Smart factories manufacture in a flexible, cost-effective, high-quality and largely automated way. Sirris helps manufacturing companies to convert their conventional production systems into smart processes.

The manufacturing industry faces a multitude of challenges, including smaller production runs, just-in-time delivery and a shortage of skilled staff. Smart factories, which manufacture in a flexible, cost-effective, high-quality and largely automated way with short delivery times, offer a solution. Sirris helps companies convert their conventional production systems into smart processes.

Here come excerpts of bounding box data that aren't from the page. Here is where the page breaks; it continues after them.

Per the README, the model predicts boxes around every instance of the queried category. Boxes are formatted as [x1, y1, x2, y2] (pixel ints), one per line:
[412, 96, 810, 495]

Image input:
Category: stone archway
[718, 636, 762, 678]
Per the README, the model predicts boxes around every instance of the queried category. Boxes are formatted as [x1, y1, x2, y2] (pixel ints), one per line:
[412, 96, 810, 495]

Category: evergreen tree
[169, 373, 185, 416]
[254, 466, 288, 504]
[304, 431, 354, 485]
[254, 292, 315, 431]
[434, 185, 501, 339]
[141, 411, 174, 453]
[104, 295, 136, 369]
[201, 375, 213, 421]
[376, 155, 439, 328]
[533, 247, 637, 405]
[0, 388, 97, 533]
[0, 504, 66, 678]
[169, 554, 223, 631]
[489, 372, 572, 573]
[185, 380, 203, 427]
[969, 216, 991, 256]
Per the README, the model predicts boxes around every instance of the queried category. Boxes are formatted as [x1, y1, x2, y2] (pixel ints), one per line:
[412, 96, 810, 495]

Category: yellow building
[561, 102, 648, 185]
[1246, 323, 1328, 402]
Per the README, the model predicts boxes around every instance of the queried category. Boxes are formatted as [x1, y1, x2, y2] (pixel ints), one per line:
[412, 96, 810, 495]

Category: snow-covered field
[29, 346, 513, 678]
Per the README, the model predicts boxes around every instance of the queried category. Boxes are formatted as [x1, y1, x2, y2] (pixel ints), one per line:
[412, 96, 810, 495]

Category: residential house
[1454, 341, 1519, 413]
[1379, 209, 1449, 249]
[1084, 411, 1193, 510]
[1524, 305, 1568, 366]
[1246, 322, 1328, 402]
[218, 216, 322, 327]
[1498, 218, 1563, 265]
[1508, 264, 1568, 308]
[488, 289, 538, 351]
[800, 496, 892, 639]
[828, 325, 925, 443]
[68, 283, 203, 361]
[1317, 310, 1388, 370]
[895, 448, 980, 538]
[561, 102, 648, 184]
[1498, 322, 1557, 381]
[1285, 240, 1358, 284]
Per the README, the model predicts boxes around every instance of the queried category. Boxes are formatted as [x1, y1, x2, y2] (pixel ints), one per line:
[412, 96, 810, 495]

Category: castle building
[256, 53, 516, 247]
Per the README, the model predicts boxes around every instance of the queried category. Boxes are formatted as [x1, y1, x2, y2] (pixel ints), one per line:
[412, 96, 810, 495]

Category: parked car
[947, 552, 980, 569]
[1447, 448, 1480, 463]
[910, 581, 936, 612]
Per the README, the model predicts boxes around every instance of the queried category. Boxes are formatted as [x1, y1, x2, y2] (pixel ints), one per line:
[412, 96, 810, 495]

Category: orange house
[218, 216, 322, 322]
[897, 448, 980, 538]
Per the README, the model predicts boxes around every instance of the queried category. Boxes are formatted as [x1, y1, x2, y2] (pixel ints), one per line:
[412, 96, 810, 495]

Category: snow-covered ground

“By applying the principles of Quick Response Manufacturing, companies can reduce their lead times and get their products to customers faster.”

Projects in 2015

  • QRM company projects: By applying the principles of Quick Response Manufacturing (QRM),  companies can reduce their lead times and get their products to customers faster. Achieving this requires design, production, administration and delivery to be scrutinised and reorganised. In 2015, Sirris deployed its QRM methods and tools with a number of companies in the manufacturing sector as well as the food industry and craft businesses. Companies can also share their acquired knowledge and practical experiences via the Lead Time Reduction Learning Network.
     
  • World Class Manufacturing in Japan: In November 2015, Sirris travelled to Japan with a number of senior executives at the invitation of the EU-Japan Institute for Industrial Cooperation. The purpose of the trip was to gain a better understanding of the Japanese approach to World Class Manufacturing (WCM) through lectures and visits to top companies. Japanese companies achieve and maintain high manufacturing standards.
     
  • ‘Industrie 4.0’ study: ‘Industry 4.0’ has become a buzzword, but what exactly does this concept – which originated in Germany – mean for the Belgian manufacturing industry? And what can companies expect in the near future? Sirris experts sought and found answers and presented their findings to companies. Sirris also set up various test facilities at its Diepenbeek lab to demonstrate the new technologies.
     
  • Cobots in logistics: Like the manufacturing industry, the world of logistics is also interested in the value added of cobots for business processes. To help the logistics sector acquire knowledge and practical experience on the potential of flexible service robots, Sirris joined the ‘Cobots in Logistics’ project run by innovation platform VIL (Flanders Institute for Logistics). Lab tests with a cobot were performed based on real-life case studies involving logistics players.
     
  • Visit to Fraunhofer-IPA: May 2015 saw a visit to Fraunhofer-IPA (Institut für Produktionstechnik und Automatisierung). This prestigious German institute works on production organisation, automation and process technology and investigates the potential of robot assistance in a raft of applications. This was followed by a visit to the manufacturing facilities of a mechanical engineering firm and an OEM in the automotive sector.
     

Which projects are we working on now?

  • QRM Alpha Specialist training: A number of QRM experts, including Sirris, are organising a training course to become a certified QRM specialist. Participants learn about QRM concepts, theories and methods and their practical application. The aim is that, by the end of the training, they will be able to roll out a QRM project independently in their organisation and/or analyse the implementation of such a project.